3.2 Des spécialisations nationales très inégales au sein de l'UE
L'analyse de spécialisation pour l'année 2025 met en lumière de fortes disparités entre États membres. La Belgique se distingue comme le spécialiste le plus marqué (RSCA de 0,533, RCA de 3,28), portée par les installations pétrochimiques d'Anvers et la présence de grands groupes comme Borealis et INEOS. La Suède (RSCA 0,459, RCA 2,69) et la Finlande (RSCA 0,288, RCA 1,81) bénéficient également d'une spécialisation significative. À l'inverse, des pays comme Chypre (RSCA −1,000), la Croatie (−0,790), la Roumanie (−0,670) et la Tchéquie (−0,653) sont fortement déficitaires dans ce segment, dépendant quasi intégralement des approvisionnements intra-UE ou extra-UE.
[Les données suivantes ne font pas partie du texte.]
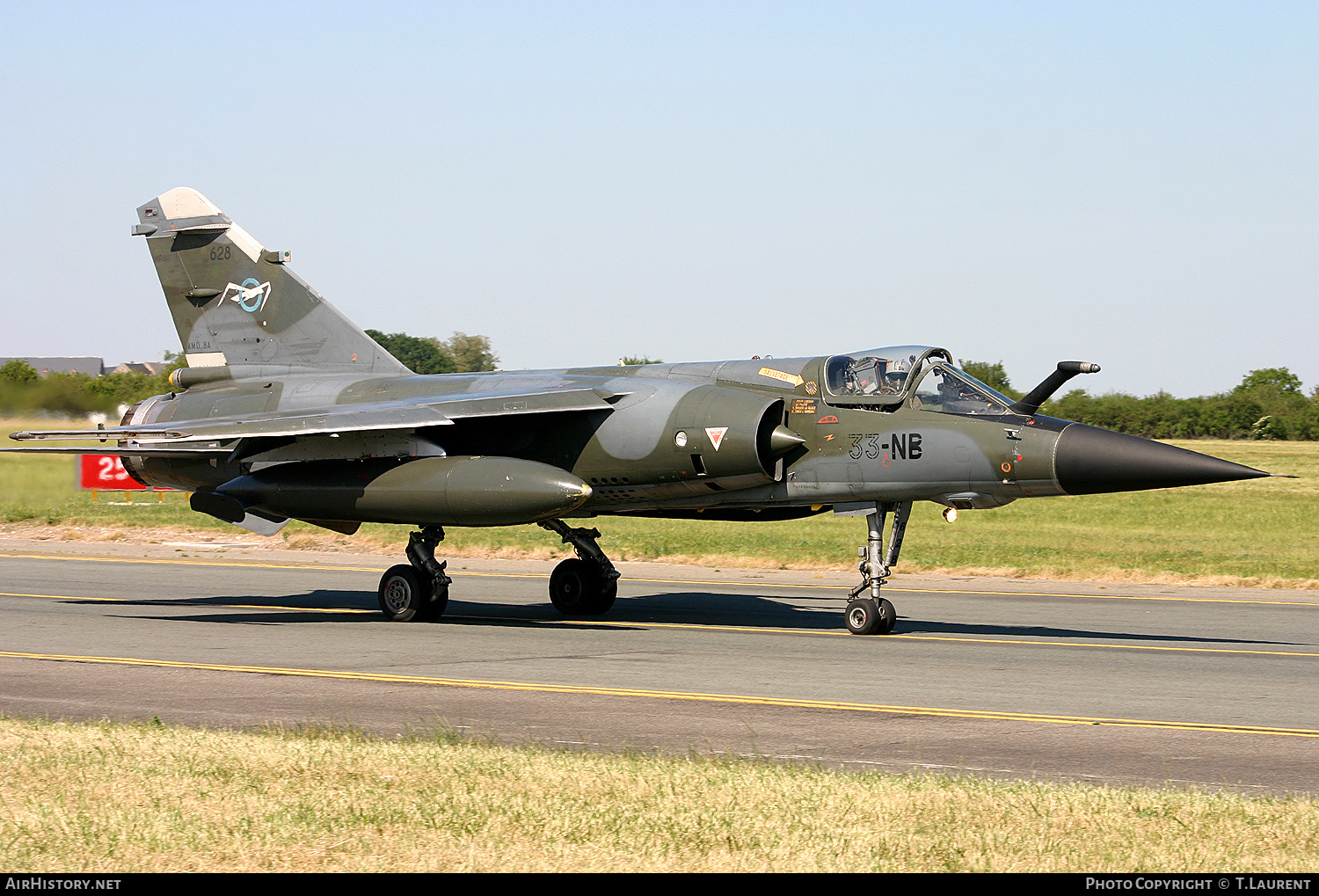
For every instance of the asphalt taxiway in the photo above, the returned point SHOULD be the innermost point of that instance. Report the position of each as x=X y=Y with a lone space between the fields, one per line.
x=1075 y=681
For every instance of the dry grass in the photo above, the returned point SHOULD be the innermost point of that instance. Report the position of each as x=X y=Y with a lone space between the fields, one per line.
x=113 y=798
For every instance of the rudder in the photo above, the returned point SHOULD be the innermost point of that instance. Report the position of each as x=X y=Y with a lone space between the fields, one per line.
x=239 y=305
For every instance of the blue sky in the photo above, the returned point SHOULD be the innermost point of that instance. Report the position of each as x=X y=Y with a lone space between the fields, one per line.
x=1129 y=184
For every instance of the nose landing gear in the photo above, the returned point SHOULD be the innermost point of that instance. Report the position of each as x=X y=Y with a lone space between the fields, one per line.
x=873 y=616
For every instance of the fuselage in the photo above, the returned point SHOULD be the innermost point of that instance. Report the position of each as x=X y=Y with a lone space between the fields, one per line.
x=673 y=438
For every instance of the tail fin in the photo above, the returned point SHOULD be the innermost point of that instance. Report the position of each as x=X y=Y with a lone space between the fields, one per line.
x=239 y=305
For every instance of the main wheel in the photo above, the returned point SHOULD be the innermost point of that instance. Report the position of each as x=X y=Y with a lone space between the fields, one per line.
x=578 y=589
x=867 y=616
x=406 y=595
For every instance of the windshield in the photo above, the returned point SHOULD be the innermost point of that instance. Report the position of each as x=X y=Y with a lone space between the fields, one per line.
x=950 y=390
x=878 y=374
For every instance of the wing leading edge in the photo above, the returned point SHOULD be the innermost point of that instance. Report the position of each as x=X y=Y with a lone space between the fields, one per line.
x=340 y=419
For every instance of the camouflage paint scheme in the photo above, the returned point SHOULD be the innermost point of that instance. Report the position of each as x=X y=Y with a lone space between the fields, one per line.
x=288 y=409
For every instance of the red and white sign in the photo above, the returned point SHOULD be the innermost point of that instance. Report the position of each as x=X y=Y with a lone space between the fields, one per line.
x=105 y=473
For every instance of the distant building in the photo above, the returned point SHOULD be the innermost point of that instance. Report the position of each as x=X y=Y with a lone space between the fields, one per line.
x=47 y=366
x=150 y=368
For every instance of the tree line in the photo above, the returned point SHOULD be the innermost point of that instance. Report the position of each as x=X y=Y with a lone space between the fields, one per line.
x=1268 y=404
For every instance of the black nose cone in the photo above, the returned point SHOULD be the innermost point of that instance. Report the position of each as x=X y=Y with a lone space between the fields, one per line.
x=1091 y=461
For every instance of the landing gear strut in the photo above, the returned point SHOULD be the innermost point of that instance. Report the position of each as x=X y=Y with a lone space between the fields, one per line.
x=585 y=585
x=419 y=590
x=875 y=616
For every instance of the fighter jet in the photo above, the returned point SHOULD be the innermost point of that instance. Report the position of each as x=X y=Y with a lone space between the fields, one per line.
x=287 y=409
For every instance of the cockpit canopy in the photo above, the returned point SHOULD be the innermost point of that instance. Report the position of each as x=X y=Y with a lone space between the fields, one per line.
x=886 y=377
x=880 y=375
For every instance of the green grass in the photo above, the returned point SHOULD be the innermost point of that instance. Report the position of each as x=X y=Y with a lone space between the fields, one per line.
x=1255 y=532
x=111 y=798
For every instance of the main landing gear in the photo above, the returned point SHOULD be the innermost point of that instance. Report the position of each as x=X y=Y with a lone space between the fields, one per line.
x=585 y=585
x=875 y=616
x=417 y=590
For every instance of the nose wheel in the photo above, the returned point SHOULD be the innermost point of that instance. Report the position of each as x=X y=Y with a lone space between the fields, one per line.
x=873 y=616
x=870 y=616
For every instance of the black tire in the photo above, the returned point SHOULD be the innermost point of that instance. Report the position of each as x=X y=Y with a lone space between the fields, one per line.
x=405 y=597
x=578 y=589
x=867 y=616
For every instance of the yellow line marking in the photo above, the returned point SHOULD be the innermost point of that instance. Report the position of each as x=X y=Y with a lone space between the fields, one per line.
x=638 y=579
x=187 y=603
x=624 y=623
x=677 y=695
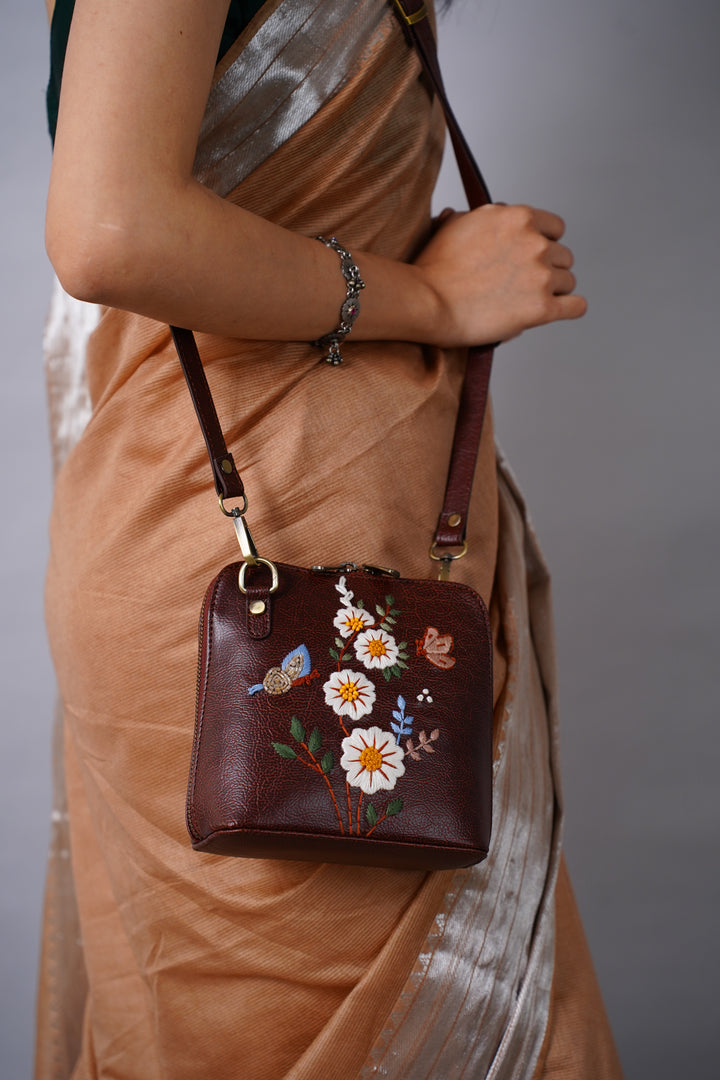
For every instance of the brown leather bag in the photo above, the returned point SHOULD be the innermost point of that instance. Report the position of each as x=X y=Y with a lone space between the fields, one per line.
x=344 y=714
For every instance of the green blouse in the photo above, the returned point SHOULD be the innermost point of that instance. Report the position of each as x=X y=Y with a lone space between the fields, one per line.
x=240 y=14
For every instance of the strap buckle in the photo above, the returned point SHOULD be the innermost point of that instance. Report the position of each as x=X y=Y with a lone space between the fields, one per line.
x=416 y=17
x=446 y=559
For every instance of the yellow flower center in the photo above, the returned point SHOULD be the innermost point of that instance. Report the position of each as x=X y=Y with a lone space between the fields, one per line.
x=349 y=691
x=370 y=758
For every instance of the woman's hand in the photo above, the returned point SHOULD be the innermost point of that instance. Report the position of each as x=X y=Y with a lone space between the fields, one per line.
x=498 y=271
x=127 y=225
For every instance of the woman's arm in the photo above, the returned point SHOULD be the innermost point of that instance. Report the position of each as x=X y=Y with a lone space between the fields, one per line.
x=127 y=226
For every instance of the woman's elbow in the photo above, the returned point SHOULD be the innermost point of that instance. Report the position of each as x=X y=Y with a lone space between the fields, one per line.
x=89 y=257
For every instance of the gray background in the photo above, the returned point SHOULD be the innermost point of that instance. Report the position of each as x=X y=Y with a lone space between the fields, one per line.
x=607 y=111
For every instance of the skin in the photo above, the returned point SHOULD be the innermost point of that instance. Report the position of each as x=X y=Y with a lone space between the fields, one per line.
x=127 y=226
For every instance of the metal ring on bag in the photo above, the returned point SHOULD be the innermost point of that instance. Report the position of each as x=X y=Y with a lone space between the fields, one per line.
x=448 y=556
x=266 y=562
x=236 y=511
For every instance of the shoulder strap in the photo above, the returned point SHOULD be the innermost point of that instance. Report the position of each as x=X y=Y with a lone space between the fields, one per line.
x=452 y=523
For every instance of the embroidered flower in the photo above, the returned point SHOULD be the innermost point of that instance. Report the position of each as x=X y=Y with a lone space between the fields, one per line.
x=349 y=693
x=376 y=648
x=350 y=620
x=372 y=759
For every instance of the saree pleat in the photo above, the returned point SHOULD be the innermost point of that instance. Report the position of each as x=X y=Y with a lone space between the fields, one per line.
x=199 y=966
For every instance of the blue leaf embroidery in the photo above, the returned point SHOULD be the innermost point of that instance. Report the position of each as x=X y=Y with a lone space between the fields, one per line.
x=404 y=726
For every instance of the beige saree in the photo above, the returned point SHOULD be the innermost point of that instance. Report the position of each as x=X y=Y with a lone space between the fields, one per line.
x=160 y=962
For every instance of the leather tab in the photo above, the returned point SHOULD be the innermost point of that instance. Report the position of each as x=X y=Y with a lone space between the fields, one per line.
x=258 y=611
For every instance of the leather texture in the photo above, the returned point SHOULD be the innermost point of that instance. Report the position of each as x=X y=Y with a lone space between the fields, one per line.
x=286 y=763
x=260 y=782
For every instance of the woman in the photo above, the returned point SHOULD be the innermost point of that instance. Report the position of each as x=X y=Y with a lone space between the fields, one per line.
x=186 y=189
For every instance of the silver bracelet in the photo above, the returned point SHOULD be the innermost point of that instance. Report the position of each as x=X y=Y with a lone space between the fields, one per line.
x=350 y=309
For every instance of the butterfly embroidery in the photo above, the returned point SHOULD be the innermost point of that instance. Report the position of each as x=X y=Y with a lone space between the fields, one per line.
x=435 y=647
x=295 y=670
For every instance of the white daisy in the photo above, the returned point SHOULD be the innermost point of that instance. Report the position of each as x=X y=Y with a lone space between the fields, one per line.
x=350 y=620
x=372 y=759
x=376 y=648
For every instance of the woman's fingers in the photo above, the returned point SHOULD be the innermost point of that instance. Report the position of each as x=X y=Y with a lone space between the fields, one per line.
x=567 y=307
x=558 y=255
x=547 y=224
x=564 y=282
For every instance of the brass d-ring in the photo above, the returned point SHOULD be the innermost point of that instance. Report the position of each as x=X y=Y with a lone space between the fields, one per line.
x=448 y=556
x=236 y=511
x=265 y=562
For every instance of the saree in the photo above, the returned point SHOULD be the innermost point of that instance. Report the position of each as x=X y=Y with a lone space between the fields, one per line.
x=181 y=964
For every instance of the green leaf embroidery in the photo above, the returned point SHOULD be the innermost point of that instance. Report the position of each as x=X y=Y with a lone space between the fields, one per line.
x=284 y=751
x=315 y=741
x=297 y=730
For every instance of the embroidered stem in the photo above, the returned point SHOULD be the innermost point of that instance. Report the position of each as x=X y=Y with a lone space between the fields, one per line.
x=316 y=766
x=378 y=822
x=370 y=625
x=350 y=810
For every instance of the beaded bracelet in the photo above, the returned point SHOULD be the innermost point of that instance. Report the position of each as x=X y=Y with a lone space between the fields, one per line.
x=350 y=309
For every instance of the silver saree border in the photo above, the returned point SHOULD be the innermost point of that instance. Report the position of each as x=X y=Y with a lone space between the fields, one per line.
x=295 y=62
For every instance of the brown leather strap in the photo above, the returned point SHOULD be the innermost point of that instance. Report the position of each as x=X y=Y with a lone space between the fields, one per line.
x=228 y=483
x=452 y=522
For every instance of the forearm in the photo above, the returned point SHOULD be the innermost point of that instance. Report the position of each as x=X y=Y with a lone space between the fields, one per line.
x=175 y=252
| État membre | RSCA | RCA | Part prod. UE | Part com. UE |
|---|---|---|---|---|
| Belgique | 0,533 | 3,28 | 27,8 % | 8,5 % |
| Suède | 0,459 | 2,69 | 6,5 % | 2,4 % |
| Finlande | 0,288 | 1,81 | 1,8 % | 1,0 % |
| Slovaquie | 0,163 | 1,39 | 2,9 % | 2,1 % |
| Espagne | 0,105 | 1,23 | 7,2 % | 5,8 % |
3.3 Le basculement vers une dépendance nette aux importations
L'un des signaux les plus marquants de la période est le glissement de l'UE d'une position d'exportateur net (solde négatif de −294 M€ en 2015, et −1,9 % de dépendance nette aux importations) vers une situation de légère dépendance aux importations en 2025 (+0,7 % de dépendance nette). Ce basculement est particulièrement visible en 2022, où le déficit commercial avait atteint 684 M€ (pic historique), porté par la combinaison de prix d'importation très élevés et de volumes d'exportation en repli. Le taux de propension à l'exporter est passé de 22,2 % à 25,4 % (+14,6 %), ce qui pourrait sembler contradictoire, mais s'explique par le fait que la production a diminué plus vite que les exportations en volume relatif. En d'autres termes, l'UE exporte une part croissante d'une production décroissante, ce qui ne suffit pas à compenser l'afflux d'importations à bas coût.
Conclusion
La période 2015–2025 a profondément transformé le marché européen du polyéthylène basse densité. Trois enseignements majeurs se dégagent. Premièrement, l'UE a subi une contraction durable de ses volumes de production et d'échanges, reflétant un désavantage compétitif croissant lié aux coûts énergétiques, face à des régions disposant d'abondantes matières premières (gaz de schiste aux États-Unis, gaz naturel au Moyen-Orient). Deuxièmement, la recomposition géographique des partenaires commerciaux a été brutale : l'Arabie saoudite a cédé sa place de premier fournisseur aux États-Unis, la Russie a quasi disparu des débouchés à l'exportation, et la Chine est devenue un client majeur. Troisièmement, l'UE est passée d'une situation d'autosuffisance relative à une légère dépendance nette aux importations, un signal d'alerte pour la souveraineté industrielle européenne dans un segment stratégique de la chimie. À l'horizon, la poursuite de la transition énergétique et les incertitudes géopolitiques (relations transatlantiques, tensions au Moyen-Orient) continueront de façonner les dynamiques de ce marché essentiel pour l'industrie des plastiques.